Alaaddin Okumuş

Personal information
- Date of birth: 23 August 1995 (age 30)
- Place of birth: Ankara, Turkey
- Height: 1.75 m (5 ft 9 in)
- Position: Right-back

Team information
- Current team: Sakaryaspor
- Number: 22

Youth career
- 2007–2012: Gençlerbirliği

Senior career*
- Years: Team / Apps / (Gls)
- 2012–2017: Hacettepe / 69 / (12)
- 2012–2013: → Kastamonuspor (loan) / 30 / (0)
- 2016–2017: → Kastamonuspor (loan) / 32 / (2)
- 2017–2018: Gençlerbirliği / 0 / (0)
- 2017: → Ankaragücü (loan) / 1 / (0)
- 2017–2018: → Hacettepe (loan) / 32 / (2)
- 2018–2021: Ümraniyespor / 66 / (1)
- 2021–2025: Sivasspor / 43 / (0)
- 2021–2022: → Samsunspor (loan) / 18 / (0)
- 2025–: Sakaryaspor / 15 / (0)

International career
- 2012: Turkey U17 / 2 / (0)

= Alaaddin Okumuş =

Turkish footballer

Alaaddin Okumuş (born 23 August 1995) is a Turkish professional footballer who plays as a right-back for TFF 1. Lig club Sakaryaspor.

==Professional career==
A youth product of Gençlerbirliği, Okumuş began his career with Kastamonuspor on loan from Hacettepe. He returned to Gençlerbirliği, where he went on short loans to Ankaragücü and Hacettepe before transferring to Ümraniyespor in the TFF First League.

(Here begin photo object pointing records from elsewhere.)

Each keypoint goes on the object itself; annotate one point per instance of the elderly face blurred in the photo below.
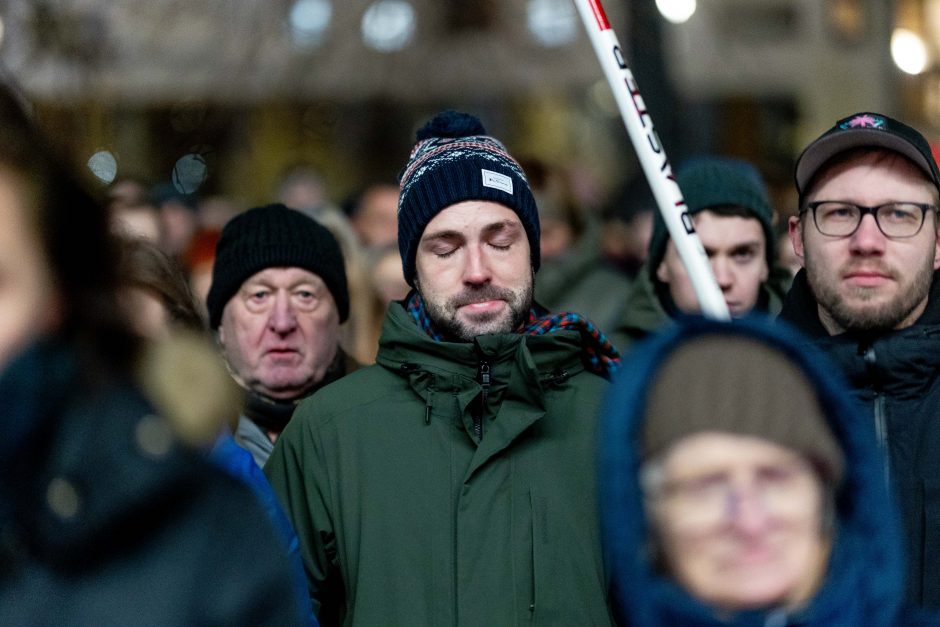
(29, 304)
(738, 520)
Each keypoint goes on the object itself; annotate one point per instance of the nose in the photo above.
(282, 319)
(724, 275)
(747, 512)
(476, 268)
(868, 238)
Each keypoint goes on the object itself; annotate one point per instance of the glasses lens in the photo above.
(837, 219)
(900, 219)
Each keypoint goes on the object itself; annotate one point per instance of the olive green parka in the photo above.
(407, 517)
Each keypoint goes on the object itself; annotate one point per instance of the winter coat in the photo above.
(896, 377)
(407, 517)
(649, 305)
(581, 280)
(106, 520)
(864, 580)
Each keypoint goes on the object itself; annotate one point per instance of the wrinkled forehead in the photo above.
(894, 164)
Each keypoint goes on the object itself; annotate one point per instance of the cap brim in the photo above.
(825, 148)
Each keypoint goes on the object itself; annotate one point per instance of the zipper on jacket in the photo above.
(881, 430)
(483, 378)
(881, 420)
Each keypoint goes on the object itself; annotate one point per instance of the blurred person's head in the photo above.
(199, 259)
(155, 293)
(58, 258)
(388, 282)
(215, 211)
(302, 188)
(561, 221)
(468, 229)
(179, 219)
(733, 218)
(277, 299)
(132, 213)
(374, 215)
(737, 487)
(180, 370)
(628, 225)
(739, 482)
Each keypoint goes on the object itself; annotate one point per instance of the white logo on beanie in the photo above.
(496, 181)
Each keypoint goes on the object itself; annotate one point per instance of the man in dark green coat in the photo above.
(733, 217)
(454, 481)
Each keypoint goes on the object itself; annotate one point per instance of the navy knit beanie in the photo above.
(274, 236)
(453, 161)
(709, 182)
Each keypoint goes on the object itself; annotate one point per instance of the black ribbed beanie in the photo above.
(274, 236)
(453, 161)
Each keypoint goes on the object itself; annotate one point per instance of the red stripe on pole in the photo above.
(599, 14)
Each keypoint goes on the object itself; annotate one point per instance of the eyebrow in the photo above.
(489, 229)
(737, 247)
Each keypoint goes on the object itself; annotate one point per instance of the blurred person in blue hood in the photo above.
(740, 487)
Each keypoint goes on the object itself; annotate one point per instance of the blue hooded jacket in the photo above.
(864, 581)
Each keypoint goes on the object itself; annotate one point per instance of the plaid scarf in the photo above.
(599, 355)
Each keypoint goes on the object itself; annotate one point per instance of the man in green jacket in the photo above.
(733, 217)
(453, 483)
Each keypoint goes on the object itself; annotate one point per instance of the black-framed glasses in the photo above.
(837, 218)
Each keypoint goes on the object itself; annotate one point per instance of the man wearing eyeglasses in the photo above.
(868, 240)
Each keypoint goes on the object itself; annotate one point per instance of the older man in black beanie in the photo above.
(452, 483)
(277, 299)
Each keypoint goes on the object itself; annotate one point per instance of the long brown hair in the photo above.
(72, 228)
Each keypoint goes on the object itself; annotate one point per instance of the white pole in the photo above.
(653, 159)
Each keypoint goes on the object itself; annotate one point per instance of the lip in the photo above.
(281, 352)
(867, 278)
(486, 306)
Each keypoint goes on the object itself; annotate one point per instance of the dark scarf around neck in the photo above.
(598, 354)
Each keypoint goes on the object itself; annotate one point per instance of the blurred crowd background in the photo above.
(186, 113)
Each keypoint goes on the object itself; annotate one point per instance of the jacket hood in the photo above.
(647, 312)
(864, 580)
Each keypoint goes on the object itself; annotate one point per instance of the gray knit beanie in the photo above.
(453, 161)
(274, 236)
(737, 385)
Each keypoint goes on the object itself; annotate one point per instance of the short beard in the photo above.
(443, 315)
(862, 318)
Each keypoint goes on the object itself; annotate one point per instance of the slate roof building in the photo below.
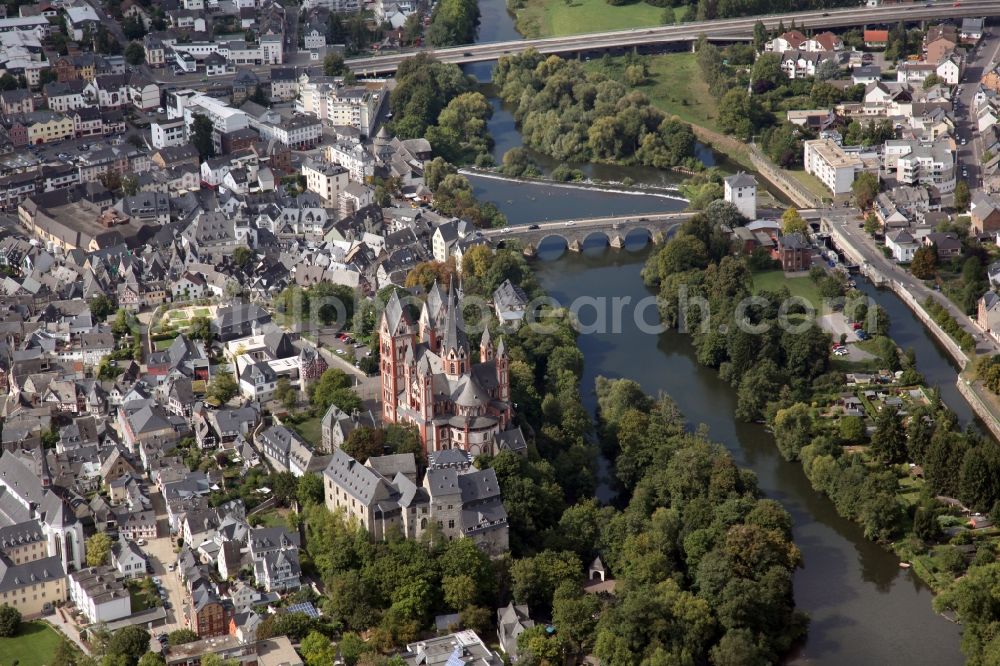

He signed a professional contract with Sivasspor on 18 January 2021. Okumuş made his professional debut with Sivasspor in a 4-1 Süper Lig win over Ankaragücü on 7 February 2021. In July 2021, Okumuş was loaned out to TFF First League club Samsunspor for the 2021-22 season.